Don't keep blaming the school. It's highly unlikely we'd lose a test that needs levelling.

partialderivative Fri 08-Jan-16 17:03:42

I'm not really offering any advice here, but as a teacher I can state it is one of my worst nightmares to have marked a set of work only to find that one piece is missing.

It happens very rarely, but it does happen. Though common sense tells you that paper does not vanish into air.

A pupil of a colleague of mine stole the entire class' exam papers as he felt he had under performed.

I am not suggesting your DD did anything like this. Just most teachers would take this extremely seriously.

MEgirl Fri 08-Jan-16 17:06:04

strawberry why is there so often an assumption that it is the child's fault.

Teachers aren't infallible and DO make mistakes. We've had more than one ocassion where books have gone missing, requests for payments and then the books have been found on shelves at school. Excercise books have gone missing more than once, taken for marking and not returned. Mistakes do happen. That's not the issue. Not owning up to mistakes is.

I will double check with DD and with the school and see where it goes.

seven201 Fri 08-Jan-16 19:15:50

When I'm marking work I input the grades on the system as I go along. It's not uncommon for me to then find what I thought was missing work when I'm handing the rest back out. It might just be a similar error.

ObsidianBlackbirdMcNight Fri 08-Jan-16 19:18:01

I think the op probably knows her child well enough to know if she's lying about having sat the test! Which is more likely, a child lying completely out of character, to no advantage to herself (still has to do the test) or the teacher has made an administrative error?

BackforGood Fri 08-Jan-16 20:52:57

I would contact the teacher and say that dd was in school, and that she even remembers taking the test (and has told you it contained x,y,z, just to confirm she's not got mixed up with another test), so might it be possible it has got lost somewhere?

But, at the end of the day, it's 25mins, re-doing a test, I don't think it's worth making a massive fuss about.
When ds did his GCSEs, the DT teacher lost a load of his coursework. He knew ds had done it, and admitted total responsibility, but ds still ended up doing it again, over many a lunchtime and afterschool session. Think yourself fortunate this is just one short assessment.

NewLife4Me Fri 08-Jan-16 21:00:03

OP, I apologise for asking if you were certain your dd hadn't lied to you, but of course thought to check.
I can imagine any parent would be mortified to hear this if they complained to the school, so thought it worth considering.

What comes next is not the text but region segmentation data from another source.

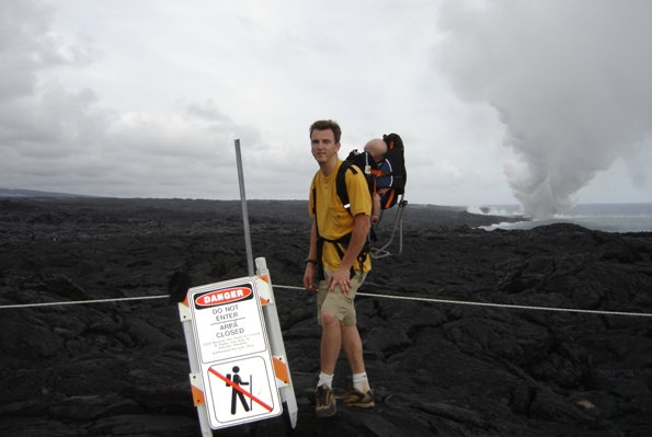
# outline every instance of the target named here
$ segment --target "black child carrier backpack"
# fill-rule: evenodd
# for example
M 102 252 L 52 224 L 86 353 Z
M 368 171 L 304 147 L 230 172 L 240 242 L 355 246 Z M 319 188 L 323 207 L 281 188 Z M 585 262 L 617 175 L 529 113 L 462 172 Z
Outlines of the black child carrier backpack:
M 380 197 L 380 218 L 371 228 L 371 240 L 373 242 L 377 242 L 377 229 L 380 225 L 380 220 L 382 218 L 382 214 L 386 209 L 390 209 L 397 203 L 399 204 L 397 215 L 394 217 L 394 223 L 391 231 L 391 237 L 386 244 L 380 248 L 371 246 L 370 253 L 373 258 L 380 258 L 388 255 L 391 255 L 390 252 L 387 251 L 387 248 L 392 243 L 396 231 L 399 230 L 399 251 L 397 255 L 400 254 L 403 250 L 403 234 L 402 234 L 402 227 L 403 227 L 403 210 L 408 205 L 408 200 L 403 199 L 405 194 L 405 182 L 408 181 L 408 172 L 405 171 L 405 156 L 404 156 L 404 146 L 403 140 L 398 134 L 388 134 L 382 136 L 382 140 L 387 145 L 387 153 L 385 154 L 385 159 L 380 162 L 376 162 L 371 154 L 363 151 L 358 152 L 357 150 L 353 150 L 348 153 L 348 157 L 344 161 L 344 163 L 340 166 L 340 171 L 338 172 L 338 176 L 335 179 L 338 196 L 340 200 L 342 200 L 342 205 L 348 210 L 348 194 L 346 193 L 346 184 L 344 183 L 344 174 L 345 172 L 352 168 L 352 164 L 357 168 L 357 170 L 362 171 L 367 180 L 367 185 L 369 187 L 369 194 L 376 193 L 377 183 L 382 181 L 382 185 L 387 187 L 387 192 L 382 194 Z M 352 171 L 356 171 L 356 169 L 352 168 Z M 351 211 L 350 211 L 351 212 Z

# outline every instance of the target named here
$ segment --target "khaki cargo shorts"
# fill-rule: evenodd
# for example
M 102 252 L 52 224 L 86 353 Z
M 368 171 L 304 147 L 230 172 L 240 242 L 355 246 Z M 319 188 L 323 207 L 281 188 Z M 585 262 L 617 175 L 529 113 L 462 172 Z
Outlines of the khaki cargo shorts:
M 333 274 L 328 267 L 323 267 L 325 280 L 319 281 L 317 289 L 317 323 L 321 324 L 321 313 L 330 312 L 335 314 L 341 324 L 350 326 L 355 325 L 357 320 L 355 317 L 355 294 L 363 285 L 366 273 L 355 271 L 355 275 L 351 278 L 351 288 L 348 295 L 342 294 L 340 286 L 336 286 L 333 292 L 329 291 L 329 277 Z

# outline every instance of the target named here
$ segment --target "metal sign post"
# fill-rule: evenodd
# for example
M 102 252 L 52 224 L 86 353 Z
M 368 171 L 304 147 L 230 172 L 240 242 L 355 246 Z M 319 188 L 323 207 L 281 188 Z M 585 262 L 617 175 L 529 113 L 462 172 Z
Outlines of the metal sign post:
M 265 258 L 253 274 L 240 141 L 236 140 L 249 276 L 193 287 L 179 303 L 203 436 L 283 414 L 297 401 Z

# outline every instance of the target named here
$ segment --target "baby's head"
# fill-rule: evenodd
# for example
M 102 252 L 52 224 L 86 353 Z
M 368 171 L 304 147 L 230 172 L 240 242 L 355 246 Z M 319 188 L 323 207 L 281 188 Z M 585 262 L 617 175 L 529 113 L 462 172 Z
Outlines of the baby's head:
M 365 145 L 365 151 L 374 158 L 374 161 L 380 162 L 387 153 L 387 143 L 380 138 L 374 138 Z

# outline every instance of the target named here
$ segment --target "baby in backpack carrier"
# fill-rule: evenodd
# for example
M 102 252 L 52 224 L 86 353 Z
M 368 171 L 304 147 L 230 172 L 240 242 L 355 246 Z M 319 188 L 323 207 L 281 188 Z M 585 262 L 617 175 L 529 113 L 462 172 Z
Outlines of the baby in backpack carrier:
M 387 153 L 387 143 L 379 139 L 374 138 L 365 145 L 365 151 L 376 161 L 378 170 L 389 173 L 388 176 L 376 177 L 376 191 L 373 195 L 373 209 L 371 209 L 371 221 L 378 221 L 378 215 L 380 214 L 380 202 L 382 197 L 389 192 L 392 184 L 391 165 L 385 159 Z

BoboChic Sat 09-Jan-16 06:56:56

It's annoying when a piece of work goes missing. I would make it extremely clear to the teacher that you and your DD think the work has been mislaid at school rather than your DD not having done it, but I would also get your DD to make it up at home. It's not a huge thing.

HSMMaCM Sat 09-Jan-16 17:11:34

DD redid a test and then the teacher found the original one. The one with the best mark was used, so all was fine.

PiqueABoo Sat 09-Jan-16 17:58:01

Another vote for politely ensuring school-side understands the orginal did exist and simply getting the child to do it again.

We've had the lost work for levelliing scenario. We had another where DD was explicitly directed to take her exercise book home rather than hand it in one day (re. catching up with something after a brief illness), only to be summoned by that teacher a couple of days later to have strips torn off her because she hadn't handed in her exercise book. DD wasn't given an opportunity to explain anything, but she's a quiet-but-stoic type who thinks adult mistakes like this are amusing, so no harm done.

Humans err. If it happens a lot or for something much more significant then make a fuss, otherwise relax.

GinandJag Sun 10-Jan-16 18:18:26

Of course teachers aren't infallible, but if the test script is lost, and it is essential DD has a mark, then she should re-do it. It's not the end of the world.

juststeppedoutofasalon Thu 14-Jan-16 00:40:47

i once found an essay I had marked and lost in my freezer. It had been there for three months under a casserole. The teacher will love you for ever more if you ask your daughter to do the test again.

juststeppedoutofasalon Thu 14-Jan-16 00:41:52

oh, just read the happy ending. Glad you did the right thing and were rewarded for it.